Dünyayı oluşturan özneyi yeniden düşünmek

Açık Görüş Kitaplığı Murat Güzel
27.09.2014

İster “modern” ya da “post-modern” olsun, bu hareket Kant’tan beri sosyal düşüncenin ve araştırmanın ontolojik temeline farklı biçimlerde katkıda bulunan “dünyayı-oluşturan özne” anlayışından ayrılmaktadır.


Dünyayı oluşturan özneyi yeniden düşünmek

Özellikle 1960’lardan itibaren siyaset, sosyoloji ve diğer sosyal bilimlerde, önce Kıta Avrupası’nda filizlenip sonra ABD’deki sosyal bilimler geleneğine de sirayet eden önemli bir yenilenme göze çarpıyor. Modern dünyanın Kartezyen inşasından beri merkezi bir öneme sahip “özne” anlayışını siyaset ve sosyal bilimler bağlamında sorgulamayı hedef seçen bu yenilenmede, iktidar ve disiplin pratikleri kadar, sosyal eylem ve etkileşim örüntüleri, beşeri ilişkiler alanındaki kavram ve teoriler de kökten değişiyor.

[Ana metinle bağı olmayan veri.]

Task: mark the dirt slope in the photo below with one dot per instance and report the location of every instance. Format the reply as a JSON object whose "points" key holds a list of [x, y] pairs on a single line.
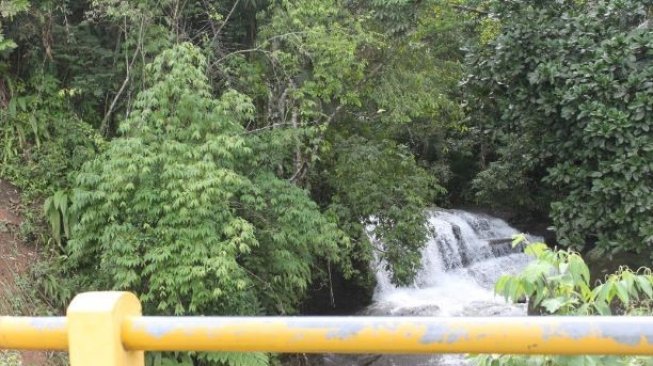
{"points": [[15, 260]]}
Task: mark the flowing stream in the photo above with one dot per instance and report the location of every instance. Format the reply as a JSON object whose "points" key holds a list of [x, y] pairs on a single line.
{"points": [[466, 253]]}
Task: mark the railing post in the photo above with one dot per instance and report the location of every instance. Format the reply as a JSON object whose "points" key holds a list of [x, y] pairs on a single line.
{"points": [[94, 321]]}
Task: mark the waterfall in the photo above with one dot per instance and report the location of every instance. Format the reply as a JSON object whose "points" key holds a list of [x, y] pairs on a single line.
{"points": [[464, 256]]}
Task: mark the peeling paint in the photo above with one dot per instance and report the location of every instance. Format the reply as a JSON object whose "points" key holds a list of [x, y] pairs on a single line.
{"points": [[48, 323], [570, 329], [630, 335], [436, 333]]}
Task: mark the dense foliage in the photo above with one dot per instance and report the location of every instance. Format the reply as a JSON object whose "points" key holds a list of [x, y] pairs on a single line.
{"points": [[228, 157], [566, 96], [558, 282]]}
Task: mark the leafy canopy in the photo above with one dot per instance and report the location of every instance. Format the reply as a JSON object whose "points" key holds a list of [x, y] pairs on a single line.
{"points": [[177, 212]]}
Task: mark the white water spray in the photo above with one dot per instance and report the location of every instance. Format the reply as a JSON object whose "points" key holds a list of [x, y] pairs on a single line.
{"points": [[465, 255]]}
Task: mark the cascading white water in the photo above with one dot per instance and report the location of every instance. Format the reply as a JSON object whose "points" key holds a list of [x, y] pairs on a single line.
{"points": [[464, 256]]}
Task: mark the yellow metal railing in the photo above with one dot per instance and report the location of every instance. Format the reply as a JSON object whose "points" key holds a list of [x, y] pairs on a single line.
{"points": [[107, 329]]}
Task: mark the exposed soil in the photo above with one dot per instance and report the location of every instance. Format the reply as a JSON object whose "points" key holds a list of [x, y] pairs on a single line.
{"points": [[15, 260]]}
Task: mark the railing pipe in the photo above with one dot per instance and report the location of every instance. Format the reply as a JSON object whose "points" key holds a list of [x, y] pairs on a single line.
{"points": [[107, 329], [34, 333], [505, 335]]}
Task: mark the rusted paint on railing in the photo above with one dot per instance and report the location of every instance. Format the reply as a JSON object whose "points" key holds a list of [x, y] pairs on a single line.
{"points": [[106, 329], [44, 333], [506, 335]]}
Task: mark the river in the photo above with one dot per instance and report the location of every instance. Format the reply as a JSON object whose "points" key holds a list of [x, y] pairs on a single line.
{"points": [[466, 253]]}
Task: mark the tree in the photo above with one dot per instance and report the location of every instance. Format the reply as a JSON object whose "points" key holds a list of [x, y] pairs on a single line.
{"points": [[178, 210], [563, 90]]}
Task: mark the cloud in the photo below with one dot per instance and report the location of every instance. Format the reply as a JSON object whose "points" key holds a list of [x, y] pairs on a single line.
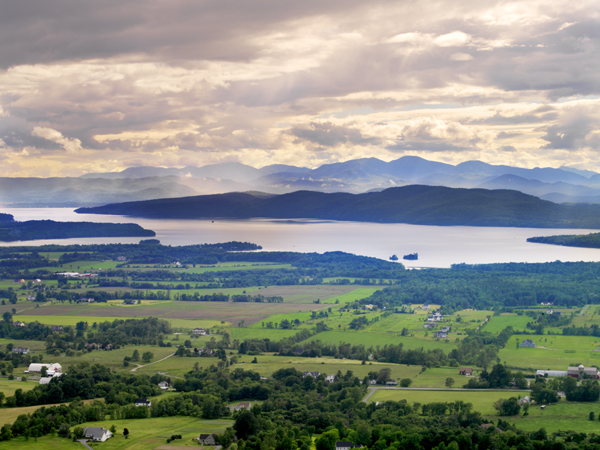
{"points": [[329, 135], [71, 145]]}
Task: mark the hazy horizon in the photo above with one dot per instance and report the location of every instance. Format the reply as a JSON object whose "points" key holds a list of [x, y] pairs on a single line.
{"points": [[104, 86]]}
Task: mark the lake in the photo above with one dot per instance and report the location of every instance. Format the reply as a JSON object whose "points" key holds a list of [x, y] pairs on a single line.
{"points": [[436, 246]]}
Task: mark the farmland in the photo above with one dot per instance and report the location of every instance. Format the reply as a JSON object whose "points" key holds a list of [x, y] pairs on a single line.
{"points": [[334, 325]]}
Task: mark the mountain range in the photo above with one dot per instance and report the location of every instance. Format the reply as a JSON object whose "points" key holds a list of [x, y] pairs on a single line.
{"points": [[414, 204], [562, 185]]}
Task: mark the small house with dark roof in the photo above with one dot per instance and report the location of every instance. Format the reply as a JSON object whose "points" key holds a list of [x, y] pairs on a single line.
{"points": [[97, 434], [207, 439], [315, 375], [527, 343], [21, 350]]}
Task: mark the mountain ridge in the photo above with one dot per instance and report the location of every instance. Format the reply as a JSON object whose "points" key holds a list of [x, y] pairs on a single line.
{"points": [[414, 204]]}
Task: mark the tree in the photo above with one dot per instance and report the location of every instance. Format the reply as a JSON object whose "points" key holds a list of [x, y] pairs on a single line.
{"points": [[327, 440], [508, 407], [246, 425]]}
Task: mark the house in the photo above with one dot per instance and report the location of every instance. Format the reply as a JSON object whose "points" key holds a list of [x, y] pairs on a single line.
{"points": [[207, 439], [527, 343], [551, 373], [575, 372], [239, 406], [97, 434], [21, 350], [51, 369], [143, 402], [315, 375]]}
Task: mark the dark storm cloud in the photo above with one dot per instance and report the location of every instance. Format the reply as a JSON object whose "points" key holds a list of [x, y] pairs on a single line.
{"points": [[329, 135]]}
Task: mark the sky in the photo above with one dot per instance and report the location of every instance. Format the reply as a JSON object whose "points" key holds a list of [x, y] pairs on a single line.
{"points": [[100, 86]]}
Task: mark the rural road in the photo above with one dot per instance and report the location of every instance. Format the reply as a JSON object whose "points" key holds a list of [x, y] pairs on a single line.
{"points": [[139, 366], [373, 389]]}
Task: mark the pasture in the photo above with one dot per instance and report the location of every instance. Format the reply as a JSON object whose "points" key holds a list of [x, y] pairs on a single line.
{"points": [[144, 434]]}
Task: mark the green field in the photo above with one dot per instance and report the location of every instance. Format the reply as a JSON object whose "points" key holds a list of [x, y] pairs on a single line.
{"points": [[483, 401], [499, 323], [145, 434]]}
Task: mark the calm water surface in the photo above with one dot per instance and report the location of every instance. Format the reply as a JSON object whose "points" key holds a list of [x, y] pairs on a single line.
{"points": [[437, 246]]}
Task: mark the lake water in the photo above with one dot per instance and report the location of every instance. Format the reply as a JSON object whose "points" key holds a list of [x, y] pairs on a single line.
{"points": [[437, 246]]}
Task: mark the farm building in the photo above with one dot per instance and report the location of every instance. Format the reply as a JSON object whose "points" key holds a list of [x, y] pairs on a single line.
{"points": [[527, 343], [207, 439], [551, 373], [590, 372], [97, 434], [51, 369], [21, 350], [315, 375], [143, 402]]}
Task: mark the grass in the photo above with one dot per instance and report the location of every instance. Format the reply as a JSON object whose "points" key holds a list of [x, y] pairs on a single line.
{"points": [[144, 434], [8, 387], [499, 323]]}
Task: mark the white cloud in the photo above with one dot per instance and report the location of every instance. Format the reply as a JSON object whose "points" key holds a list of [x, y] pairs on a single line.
{"points": [[71, 145]]}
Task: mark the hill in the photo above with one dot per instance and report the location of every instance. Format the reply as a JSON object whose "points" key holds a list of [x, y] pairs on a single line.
{"points": [[48, 229], [415, 204]]}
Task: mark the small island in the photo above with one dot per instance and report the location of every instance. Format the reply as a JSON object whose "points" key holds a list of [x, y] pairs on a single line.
{"points": [[11, 230]]}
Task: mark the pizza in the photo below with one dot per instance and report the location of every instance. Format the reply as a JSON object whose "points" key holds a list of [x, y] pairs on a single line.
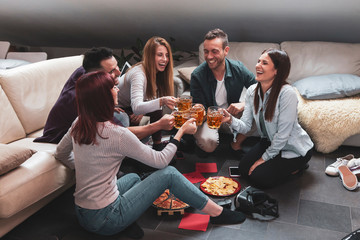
{"points": [[162, 197], [168, 201], [220, 186]]}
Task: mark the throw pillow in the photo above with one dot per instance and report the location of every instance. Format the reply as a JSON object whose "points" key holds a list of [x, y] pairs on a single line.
{"points": [[12, 156], [185, 73], [328, 86]]}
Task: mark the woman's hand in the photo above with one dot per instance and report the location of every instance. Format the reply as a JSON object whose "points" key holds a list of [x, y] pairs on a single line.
{"points": [[189, 127], [167, 122], [256, 164], [169, 101], [227, 118]]}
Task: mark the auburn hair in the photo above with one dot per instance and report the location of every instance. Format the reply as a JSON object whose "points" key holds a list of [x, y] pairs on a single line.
{"points": [[282, 64], [95, 104], [162, 83]]}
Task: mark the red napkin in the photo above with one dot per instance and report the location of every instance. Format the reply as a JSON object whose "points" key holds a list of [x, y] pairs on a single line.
{"points": [[194, 221], [194, 177], [206, 167]]}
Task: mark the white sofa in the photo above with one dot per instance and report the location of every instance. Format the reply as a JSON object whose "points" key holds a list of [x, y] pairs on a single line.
{"points": [[330, 123], [27, 93]]}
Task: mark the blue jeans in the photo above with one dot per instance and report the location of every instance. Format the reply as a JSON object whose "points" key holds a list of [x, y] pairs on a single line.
{"points": [[122, 119], [136, 197]]}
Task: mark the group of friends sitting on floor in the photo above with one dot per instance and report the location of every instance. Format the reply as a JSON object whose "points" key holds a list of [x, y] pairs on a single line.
{"points": [[94, 122]]}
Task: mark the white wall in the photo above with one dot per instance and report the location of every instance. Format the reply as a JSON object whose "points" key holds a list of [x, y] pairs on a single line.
{"points": [[117, 23]]}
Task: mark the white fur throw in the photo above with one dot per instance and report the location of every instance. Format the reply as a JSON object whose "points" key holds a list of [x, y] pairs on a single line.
{"points": [[329, 122]]}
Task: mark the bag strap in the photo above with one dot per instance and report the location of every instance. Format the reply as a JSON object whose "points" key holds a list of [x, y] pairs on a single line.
{"points": [[264, 206]]}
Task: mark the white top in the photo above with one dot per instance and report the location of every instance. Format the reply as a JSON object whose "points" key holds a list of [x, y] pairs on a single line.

İki dünya savaşının yaşandığı yirminci yüzyılın son çeyreğinde temposunu artıran bu yenilenme çabası beraberinde birçok şeyin de “son”unu ilan etmiş, bu “son” ilanları bir nevi yüzyıl sonu bedbinliği olarak değerlendirilmişti. Felsefe, tarih, insan vb. kavram, süreç ve disiplinlerin sona erdiği, yerlerine yeni biçimlerin icat edilmesi gerektiği öngörüleriyle sürdürülen tartışmaların görünür, yani popüler yüzü elbette postmodernizm tartışmalarıydı.

Üç çağdaş merkezi konu

Ancak yaşanan değişimin daha derinlikli ve kavramlar kadar, kavramsal düşünme tarzlarımızı da etkileyen yanlarının olacağı muhakkaktı. Bu değişimlerden etkilenen en temel kavram ise modern felsefe, siyaset ve sosyal teorinin vazgeçilmezi “özne”dir elbette.

Özne’yi Yeniden Düşünmek, son 50 yılda, sosyal teori alanında en etkili düşünürlerden bazılarının, yani Foucault, Habermas, Bourdieu, Pizzorno, Macfarlane ve düşünceleri dünya çapında büyük bir etkiye sahip olan diğer düşünürlerin fikirlerini bir araya getiren bir derleme kitap.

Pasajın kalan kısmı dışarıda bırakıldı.